Lately I've had the most ridiculous hankerings for cake.* In a rather shameful weekend not long past, I bought and ate an entire (small) carrot cake, and this week I've become fixated with the idea of an American 'white' cake - the type of frosted beasts you see on TV shows. They always look so good, and you know how much of a sucker I am for American foods (see, for eg., Pretzels and Cookies). So, I'm afraid I now need cake. I've had a relatively productive morning (having finished and submitted a paper as well as doing some tedious teaching-related admin), so I think that I deserve cake. I've earned it.**

But which cake to make? Apparently, to achieve a truly 'white' cake, you have to use vegetable shortening, but I don't have any and after the lard experience, I didn't really fancy it.
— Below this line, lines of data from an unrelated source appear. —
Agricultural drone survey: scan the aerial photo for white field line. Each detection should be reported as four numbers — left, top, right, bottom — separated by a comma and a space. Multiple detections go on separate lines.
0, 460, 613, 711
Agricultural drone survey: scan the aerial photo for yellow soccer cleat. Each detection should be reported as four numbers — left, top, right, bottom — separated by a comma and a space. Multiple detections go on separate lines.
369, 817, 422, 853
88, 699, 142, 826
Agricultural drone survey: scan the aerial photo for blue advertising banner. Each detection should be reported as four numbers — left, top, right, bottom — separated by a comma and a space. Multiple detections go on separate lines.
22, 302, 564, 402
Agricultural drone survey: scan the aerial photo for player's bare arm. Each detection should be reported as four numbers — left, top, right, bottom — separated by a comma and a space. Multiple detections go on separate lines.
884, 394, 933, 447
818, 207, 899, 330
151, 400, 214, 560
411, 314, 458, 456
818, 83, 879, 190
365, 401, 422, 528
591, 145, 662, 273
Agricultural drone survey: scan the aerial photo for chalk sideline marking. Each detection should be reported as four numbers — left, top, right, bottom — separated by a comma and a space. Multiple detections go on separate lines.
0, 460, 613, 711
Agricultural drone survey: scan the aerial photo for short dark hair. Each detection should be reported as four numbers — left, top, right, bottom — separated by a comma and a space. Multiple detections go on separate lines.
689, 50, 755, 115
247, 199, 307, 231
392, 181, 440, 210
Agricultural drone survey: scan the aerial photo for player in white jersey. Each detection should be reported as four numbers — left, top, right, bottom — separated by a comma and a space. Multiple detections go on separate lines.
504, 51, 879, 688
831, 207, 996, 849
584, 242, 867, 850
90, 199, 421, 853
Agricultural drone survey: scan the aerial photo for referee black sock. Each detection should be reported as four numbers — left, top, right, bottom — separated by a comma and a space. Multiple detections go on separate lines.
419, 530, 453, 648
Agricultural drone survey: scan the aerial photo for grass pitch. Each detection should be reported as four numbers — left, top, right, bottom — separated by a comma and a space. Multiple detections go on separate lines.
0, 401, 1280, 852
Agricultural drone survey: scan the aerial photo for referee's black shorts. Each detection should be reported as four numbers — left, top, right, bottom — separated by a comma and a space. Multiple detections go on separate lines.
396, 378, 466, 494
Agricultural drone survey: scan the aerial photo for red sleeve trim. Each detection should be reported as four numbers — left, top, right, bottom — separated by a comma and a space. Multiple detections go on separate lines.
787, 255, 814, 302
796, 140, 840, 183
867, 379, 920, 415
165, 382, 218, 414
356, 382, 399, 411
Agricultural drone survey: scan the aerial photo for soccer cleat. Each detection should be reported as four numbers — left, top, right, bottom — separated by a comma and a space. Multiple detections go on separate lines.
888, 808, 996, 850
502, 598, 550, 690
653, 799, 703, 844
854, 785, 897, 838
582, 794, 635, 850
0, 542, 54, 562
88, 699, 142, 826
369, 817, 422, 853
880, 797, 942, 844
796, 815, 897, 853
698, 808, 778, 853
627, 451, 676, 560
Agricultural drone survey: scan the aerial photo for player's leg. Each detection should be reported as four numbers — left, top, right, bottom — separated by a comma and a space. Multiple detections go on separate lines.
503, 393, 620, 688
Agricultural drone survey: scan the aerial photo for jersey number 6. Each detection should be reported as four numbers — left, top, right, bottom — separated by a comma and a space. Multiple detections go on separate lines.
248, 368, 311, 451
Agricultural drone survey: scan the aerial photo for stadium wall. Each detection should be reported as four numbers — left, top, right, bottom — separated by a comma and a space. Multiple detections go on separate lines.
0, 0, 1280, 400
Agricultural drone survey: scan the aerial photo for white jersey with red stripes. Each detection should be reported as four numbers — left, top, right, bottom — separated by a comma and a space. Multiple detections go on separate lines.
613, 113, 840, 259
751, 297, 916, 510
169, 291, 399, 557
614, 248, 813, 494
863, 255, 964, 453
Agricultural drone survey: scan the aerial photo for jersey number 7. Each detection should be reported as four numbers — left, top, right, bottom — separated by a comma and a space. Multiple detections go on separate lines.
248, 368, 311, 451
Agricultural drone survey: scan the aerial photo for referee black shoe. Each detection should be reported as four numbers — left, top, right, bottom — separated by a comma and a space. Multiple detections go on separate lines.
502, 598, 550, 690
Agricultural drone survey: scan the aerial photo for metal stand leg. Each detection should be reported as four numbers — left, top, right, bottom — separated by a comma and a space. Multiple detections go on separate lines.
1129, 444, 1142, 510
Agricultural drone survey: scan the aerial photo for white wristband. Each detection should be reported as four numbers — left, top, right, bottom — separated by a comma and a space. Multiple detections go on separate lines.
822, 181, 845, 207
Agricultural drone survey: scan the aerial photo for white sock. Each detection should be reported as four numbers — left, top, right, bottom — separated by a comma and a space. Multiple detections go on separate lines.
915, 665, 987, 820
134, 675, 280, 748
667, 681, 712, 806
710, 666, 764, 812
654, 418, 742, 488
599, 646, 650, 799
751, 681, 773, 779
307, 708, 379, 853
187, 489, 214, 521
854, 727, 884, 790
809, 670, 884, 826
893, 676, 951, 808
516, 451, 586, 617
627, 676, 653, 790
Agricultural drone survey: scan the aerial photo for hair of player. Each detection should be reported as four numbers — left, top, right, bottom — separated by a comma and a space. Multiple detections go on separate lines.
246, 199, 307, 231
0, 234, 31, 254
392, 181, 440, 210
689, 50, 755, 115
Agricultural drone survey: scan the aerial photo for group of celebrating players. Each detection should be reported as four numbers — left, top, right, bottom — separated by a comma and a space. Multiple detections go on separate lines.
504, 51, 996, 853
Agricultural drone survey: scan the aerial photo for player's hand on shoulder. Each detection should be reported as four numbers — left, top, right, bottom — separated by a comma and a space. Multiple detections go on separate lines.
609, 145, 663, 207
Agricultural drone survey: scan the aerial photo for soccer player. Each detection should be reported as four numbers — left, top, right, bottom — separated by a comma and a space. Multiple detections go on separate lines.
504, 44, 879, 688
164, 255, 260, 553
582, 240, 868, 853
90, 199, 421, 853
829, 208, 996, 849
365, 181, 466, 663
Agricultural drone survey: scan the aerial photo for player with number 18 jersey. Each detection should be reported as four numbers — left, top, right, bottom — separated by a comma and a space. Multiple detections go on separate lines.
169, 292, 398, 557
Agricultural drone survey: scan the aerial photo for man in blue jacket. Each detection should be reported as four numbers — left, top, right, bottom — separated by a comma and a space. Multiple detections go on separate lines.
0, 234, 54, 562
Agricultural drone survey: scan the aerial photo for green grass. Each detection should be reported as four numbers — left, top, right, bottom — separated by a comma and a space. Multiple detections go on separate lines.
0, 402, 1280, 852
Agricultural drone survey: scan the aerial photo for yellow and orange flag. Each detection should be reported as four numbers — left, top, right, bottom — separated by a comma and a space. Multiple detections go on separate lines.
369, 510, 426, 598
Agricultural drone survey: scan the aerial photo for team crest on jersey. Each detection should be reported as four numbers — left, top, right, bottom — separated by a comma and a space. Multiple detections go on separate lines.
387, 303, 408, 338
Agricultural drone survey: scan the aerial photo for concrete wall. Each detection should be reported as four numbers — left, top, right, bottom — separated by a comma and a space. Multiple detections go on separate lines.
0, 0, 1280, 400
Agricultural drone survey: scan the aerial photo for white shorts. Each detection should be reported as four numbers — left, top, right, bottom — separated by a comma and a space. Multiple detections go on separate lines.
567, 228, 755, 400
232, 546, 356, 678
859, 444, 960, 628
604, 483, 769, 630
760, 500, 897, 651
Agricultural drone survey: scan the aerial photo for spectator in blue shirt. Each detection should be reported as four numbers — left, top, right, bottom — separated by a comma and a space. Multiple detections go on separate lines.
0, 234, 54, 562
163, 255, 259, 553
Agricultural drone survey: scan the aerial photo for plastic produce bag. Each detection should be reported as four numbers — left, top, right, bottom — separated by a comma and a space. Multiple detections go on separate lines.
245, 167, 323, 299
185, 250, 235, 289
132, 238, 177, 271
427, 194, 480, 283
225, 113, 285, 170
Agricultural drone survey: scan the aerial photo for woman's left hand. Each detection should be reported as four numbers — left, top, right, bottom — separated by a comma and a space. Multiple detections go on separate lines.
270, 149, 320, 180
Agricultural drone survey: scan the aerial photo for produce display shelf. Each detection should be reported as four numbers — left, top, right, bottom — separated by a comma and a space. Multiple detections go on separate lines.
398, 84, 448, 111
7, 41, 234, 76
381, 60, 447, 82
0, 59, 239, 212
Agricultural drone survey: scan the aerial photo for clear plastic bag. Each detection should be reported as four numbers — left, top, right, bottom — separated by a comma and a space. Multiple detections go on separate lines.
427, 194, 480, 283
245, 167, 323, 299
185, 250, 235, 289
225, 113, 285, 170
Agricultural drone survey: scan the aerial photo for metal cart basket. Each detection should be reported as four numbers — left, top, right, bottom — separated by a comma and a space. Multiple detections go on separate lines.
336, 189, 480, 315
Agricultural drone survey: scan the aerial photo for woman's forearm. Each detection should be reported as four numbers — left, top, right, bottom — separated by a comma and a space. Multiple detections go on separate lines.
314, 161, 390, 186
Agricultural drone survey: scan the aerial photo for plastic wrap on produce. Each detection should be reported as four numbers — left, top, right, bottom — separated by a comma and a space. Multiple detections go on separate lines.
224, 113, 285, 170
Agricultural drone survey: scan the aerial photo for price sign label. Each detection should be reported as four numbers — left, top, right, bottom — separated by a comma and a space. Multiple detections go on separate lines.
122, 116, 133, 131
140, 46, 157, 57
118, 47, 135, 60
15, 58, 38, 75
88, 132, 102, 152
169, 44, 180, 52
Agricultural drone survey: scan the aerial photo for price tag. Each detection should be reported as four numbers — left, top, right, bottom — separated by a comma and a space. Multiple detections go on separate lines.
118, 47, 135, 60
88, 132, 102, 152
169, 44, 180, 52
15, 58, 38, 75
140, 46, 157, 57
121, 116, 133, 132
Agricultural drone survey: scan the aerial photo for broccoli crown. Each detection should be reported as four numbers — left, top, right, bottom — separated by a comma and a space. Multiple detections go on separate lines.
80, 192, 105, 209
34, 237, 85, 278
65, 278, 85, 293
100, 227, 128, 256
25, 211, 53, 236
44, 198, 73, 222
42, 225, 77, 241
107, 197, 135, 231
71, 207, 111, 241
Butter seems a much nicer option. I have a brilliant cupcake recipe from Magnolia Bakery in NYC which I know works, but I thought I'd try something different for this, and there seems to be two distinct schools in the world of American vanilla cake. There's a version where you make a meringue and fold that through the mix for extra oompf, and then there's a very weird sounding version which appears to rely on witch-craft, in which you mix milk and egg-whites together and then just blend them through the cake mixture without whipping. I haven't made either type of cake before, but the second version is just so intriguing that I sort of felt compelled to try it first. It's also the version that various (relatively reputable) baking bloggers RAVE about. "This is the best vanilla cake recipe ever", they cry! "You'll never need another recipe!". With such praise, I really had no choice but to try the witchy cake.

I was very careful in my weighing and measuring. I even followed instructions online for turning my plain flour (normal baking flour) into the requisite 'cake flour' which American recipes insisted upon. When the batter was finished, it did look, smell and taste like a "proper" cake, so into the oven it went.


This is the finished product (my icing efforts, much like my photography, need work...it's on my to-do list!)


The frosting wasn't quite behaving as I wanted it to, but it came out ok. We cut it after dinner (salmon curry with homemade naan) and I was really looking forward to it. A slice was cut...forks were poised...


And then...this. You can see already from the picture of the cut slice that things didn't quite pan out. It's not fluffy, it's not light, the crumb just looked, well, weird.

The taste was even worse. It was awful. Really really bad. Sort of glue-y and floury and just yuck. We couldn't eat it in the end - even the lad couldn't eat it, so you pretty much know it was a singularly bad cake.

All in all, a very disappointing day in the kitchen. There's nothing that pisses me off more than actually following a recipe closely, only to have it turn out horribly. I should have known witch-craft and cakes didn't mix. Next time, I'll go with the meringue version or stick with my tried and tested Magnolia cupcake recipe, but I think to redeem myself a bit, I might make a carrot cake today instead.




* Before you ask, no, I'm not pregnant. I just want cake.